New Delhi: Is the Narendra Modi-led NDA government seriously mulling to introduce direct benefit transfer (DBT) to farmers of the country, replacing the muddled system of minimum support price (MSP)? According to MyNation’s sources, the move is being rigorously debated in the highest quarters of the government and the Bharatiya Janata Party (BJP).

The economic merits of the new system apart, the recent losses in three major states — the party lost hold of three major states of Rajasthan, Madhya Pradesh and Chhattisgarh in the just bygone Assembly polls — have made the party, as well as the government, take a long and hard look at the possibility that its initiative to hike the MSP might not have appealed to the farming communities of the country. A serious churn is, therefore, afoot.

According to highly-placed sources in the party, while several suggestions have come from economists in favour of replacing the old MSP with the new DBT, the government was still in the process of gauging its merits and demerits amid several other suggestions for alleviating the financial pressure on the farmers.

Union minister Ramnath Athavale on Tuesday had dropped ample hints at the thinking that has been going on inside the power corridors of the Modi government. He had told reporters in Sangli district’s Islampur in Maharashtra that the Rs 15 lakh promised by the Modi government on the eve of coming to power in 2014, in lieu of the retrieval of the black money stashed outside the country, would come but “slowly” and not at once. He said that RBI has been asked for money, but it had refused to lend that money so far to the government. He had also cited technical difficulties in the process.

Meanwhile, sources in the BJP told MyNation that the Kisan Morcha had also been consulted in the matter. “The Kisan Morcha has been told, among other relevant verticals of the party, to work out a formula for implementing the DBT scheme before elections next year. The basic idea has been derived from Telangana,” a functionary of the morcha told MyNation on the condition of anonymity.

Sources also said that while the idea of blanket loan waiver had been aired within the party, it was not found in accordance with the economic vision of the organisation. 

In Telangana, chief minister K Chandrasekhar Rao has already launched an investment support scheme called ‘Rythu Bandhu’ under which farmers get Rs 8,000 per acre per year, Rs 4,000 before each of the two cropping season, to cover costs of investments such as seeds and fertilisers. This is transferred directly to the bank accounts of the farmers. The move has not just eliminated the political manipulation of MSP, but the directness of it helps the farmers get freedom from sowing just procurement crops.
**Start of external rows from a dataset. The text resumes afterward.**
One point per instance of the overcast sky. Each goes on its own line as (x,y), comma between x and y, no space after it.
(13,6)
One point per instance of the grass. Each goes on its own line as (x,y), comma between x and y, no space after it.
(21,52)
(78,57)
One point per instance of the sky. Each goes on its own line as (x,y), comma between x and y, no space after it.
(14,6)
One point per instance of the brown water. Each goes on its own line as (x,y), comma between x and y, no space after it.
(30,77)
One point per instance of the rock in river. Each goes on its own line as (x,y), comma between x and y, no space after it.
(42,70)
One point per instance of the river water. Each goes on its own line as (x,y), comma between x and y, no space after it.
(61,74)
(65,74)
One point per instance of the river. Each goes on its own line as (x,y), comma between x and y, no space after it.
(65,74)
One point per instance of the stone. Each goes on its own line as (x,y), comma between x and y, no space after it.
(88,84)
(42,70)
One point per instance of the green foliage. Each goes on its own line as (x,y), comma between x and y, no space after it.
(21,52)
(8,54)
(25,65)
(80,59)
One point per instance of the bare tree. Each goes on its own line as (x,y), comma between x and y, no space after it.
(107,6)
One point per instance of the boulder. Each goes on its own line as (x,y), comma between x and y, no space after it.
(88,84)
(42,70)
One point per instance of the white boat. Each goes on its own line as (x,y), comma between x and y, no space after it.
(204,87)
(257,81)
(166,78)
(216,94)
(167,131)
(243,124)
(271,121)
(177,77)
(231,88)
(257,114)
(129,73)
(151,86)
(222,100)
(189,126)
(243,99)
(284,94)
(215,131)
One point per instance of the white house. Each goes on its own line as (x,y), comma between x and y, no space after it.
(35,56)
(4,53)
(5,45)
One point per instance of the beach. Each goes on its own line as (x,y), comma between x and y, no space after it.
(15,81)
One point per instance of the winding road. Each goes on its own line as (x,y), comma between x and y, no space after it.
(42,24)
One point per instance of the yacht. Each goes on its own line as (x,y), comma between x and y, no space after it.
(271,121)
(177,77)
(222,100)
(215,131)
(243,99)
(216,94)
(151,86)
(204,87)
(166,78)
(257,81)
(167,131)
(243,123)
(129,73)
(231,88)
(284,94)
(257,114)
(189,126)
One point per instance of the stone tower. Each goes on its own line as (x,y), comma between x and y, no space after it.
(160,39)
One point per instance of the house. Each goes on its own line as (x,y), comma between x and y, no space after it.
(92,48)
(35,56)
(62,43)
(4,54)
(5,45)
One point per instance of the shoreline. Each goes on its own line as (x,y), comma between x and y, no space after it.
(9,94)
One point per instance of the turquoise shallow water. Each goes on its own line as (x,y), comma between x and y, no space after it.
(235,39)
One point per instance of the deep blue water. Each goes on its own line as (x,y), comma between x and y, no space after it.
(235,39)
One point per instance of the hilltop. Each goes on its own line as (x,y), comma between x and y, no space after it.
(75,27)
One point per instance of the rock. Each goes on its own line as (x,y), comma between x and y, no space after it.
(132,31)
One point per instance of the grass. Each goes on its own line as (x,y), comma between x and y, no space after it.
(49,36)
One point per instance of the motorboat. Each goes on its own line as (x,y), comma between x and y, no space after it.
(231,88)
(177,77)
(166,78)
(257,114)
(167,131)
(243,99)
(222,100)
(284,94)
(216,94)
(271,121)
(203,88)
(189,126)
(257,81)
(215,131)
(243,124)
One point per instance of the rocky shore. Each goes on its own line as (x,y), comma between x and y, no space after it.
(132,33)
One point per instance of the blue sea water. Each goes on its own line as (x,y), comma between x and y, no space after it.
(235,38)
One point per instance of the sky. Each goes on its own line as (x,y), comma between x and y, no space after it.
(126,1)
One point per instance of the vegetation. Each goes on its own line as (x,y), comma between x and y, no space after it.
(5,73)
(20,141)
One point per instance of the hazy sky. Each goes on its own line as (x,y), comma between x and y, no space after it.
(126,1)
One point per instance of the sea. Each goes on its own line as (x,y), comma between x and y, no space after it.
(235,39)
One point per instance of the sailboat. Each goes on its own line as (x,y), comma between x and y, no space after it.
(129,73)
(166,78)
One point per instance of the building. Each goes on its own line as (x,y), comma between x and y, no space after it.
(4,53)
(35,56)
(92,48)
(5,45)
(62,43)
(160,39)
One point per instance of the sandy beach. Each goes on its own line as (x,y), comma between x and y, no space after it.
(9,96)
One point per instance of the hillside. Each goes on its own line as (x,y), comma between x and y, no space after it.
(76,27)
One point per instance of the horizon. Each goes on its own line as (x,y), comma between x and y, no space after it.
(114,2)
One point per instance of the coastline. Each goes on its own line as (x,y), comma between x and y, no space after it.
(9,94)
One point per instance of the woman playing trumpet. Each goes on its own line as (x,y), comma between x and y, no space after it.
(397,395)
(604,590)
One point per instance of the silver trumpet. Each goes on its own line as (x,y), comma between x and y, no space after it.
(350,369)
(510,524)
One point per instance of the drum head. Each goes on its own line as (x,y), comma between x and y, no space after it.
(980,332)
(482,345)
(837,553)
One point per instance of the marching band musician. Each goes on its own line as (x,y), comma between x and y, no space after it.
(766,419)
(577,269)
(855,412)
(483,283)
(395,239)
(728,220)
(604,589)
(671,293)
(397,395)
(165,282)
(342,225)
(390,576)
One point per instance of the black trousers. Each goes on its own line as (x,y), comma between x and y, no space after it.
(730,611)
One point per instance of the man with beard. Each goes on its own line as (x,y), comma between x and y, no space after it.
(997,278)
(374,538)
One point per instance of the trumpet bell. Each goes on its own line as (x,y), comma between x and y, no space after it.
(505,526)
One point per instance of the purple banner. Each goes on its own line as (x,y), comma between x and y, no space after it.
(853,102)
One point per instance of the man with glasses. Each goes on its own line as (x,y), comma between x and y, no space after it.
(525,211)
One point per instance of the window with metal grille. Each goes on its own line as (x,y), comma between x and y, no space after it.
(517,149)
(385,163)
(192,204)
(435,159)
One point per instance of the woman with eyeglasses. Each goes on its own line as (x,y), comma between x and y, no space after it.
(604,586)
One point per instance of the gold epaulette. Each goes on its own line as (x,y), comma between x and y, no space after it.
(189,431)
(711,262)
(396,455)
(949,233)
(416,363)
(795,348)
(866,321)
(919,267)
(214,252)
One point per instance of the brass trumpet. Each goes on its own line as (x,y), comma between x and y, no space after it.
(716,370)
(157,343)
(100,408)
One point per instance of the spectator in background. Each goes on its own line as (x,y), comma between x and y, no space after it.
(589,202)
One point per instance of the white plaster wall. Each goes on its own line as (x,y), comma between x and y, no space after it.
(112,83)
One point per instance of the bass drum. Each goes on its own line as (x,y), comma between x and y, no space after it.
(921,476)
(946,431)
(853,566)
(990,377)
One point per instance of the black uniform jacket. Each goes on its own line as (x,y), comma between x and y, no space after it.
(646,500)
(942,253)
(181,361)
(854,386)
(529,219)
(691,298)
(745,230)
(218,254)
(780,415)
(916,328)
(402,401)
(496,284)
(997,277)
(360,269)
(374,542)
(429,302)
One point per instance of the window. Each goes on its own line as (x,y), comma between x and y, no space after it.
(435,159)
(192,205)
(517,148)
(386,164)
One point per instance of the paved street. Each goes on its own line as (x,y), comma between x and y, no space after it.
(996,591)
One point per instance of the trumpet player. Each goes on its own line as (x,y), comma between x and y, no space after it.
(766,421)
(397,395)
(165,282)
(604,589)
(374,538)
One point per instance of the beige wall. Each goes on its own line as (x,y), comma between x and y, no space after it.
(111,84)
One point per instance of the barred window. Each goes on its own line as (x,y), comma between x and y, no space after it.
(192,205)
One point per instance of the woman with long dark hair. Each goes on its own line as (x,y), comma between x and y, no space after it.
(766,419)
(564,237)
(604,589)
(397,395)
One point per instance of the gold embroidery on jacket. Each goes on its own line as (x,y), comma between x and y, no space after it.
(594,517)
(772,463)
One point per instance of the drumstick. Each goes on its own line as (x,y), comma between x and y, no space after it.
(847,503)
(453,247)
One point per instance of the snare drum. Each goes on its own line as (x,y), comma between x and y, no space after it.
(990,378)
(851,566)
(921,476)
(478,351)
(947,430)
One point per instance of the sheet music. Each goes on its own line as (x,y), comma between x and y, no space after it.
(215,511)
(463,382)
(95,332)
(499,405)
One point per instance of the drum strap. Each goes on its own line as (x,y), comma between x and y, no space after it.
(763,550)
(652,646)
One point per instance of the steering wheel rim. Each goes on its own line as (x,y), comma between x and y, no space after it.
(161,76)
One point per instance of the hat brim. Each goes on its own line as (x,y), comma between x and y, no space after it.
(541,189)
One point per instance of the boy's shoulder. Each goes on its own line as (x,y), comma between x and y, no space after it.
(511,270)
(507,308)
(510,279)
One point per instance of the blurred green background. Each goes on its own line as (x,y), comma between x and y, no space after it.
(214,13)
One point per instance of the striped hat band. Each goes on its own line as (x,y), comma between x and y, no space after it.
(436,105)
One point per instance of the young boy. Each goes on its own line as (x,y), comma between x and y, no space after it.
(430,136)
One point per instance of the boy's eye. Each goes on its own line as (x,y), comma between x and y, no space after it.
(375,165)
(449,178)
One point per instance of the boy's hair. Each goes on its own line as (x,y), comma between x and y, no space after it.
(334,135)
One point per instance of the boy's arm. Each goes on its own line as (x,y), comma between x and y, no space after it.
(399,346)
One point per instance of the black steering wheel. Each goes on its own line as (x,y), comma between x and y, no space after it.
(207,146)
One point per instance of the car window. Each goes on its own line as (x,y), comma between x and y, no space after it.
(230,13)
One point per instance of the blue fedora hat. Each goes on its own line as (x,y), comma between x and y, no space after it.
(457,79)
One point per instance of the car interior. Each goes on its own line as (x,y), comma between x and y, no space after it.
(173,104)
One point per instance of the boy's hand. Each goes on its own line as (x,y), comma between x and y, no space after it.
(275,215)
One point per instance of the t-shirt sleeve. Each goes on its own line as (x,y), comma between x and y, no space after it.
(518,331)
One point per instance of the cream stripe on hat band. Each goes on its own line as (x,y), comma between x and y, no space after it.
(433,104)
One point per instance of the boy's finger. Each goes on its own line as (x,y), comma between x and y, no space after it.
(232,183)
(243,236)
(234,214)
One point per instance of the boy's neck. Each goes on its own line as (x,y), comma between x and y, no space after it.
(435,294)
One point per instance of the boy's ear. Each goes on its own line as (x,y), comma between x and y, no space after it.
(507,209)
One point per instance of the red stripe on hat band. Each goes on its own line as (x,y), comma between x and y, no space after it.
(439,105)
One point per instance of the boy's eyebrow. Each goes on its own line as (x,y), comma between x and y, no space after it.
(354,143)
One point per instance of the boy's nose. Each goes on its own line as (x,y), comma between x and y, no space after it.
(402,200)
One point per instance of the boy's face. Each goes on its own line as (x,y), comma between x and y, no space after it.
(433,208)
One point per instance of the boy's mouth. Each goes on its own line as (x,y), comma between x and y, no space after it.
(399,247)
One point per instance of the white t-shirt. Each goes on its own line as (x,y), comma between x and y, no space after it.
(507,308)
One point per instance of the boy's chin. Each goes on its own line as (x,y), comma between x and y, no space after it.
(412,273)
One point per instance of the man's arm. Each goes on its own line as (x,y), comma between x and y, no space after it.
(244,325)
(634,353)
Meanwhile, the Niti Aayog too has been wary of MSP. According to the planning body, MSP had introduced distortions in the cropping pattern, resulting in an excessive concentration on the cultivation of wheat, rice and sugarcane in the procurement states at the expense of other grains and pulses, and oilseed.

The MSP had also resulted in the overuse of water resources, soil degradation and deterioration in water quality in certain states, most notably in the north-western states. Instead, the Aayog had posited a system of ‘Price Deficiency Payment’.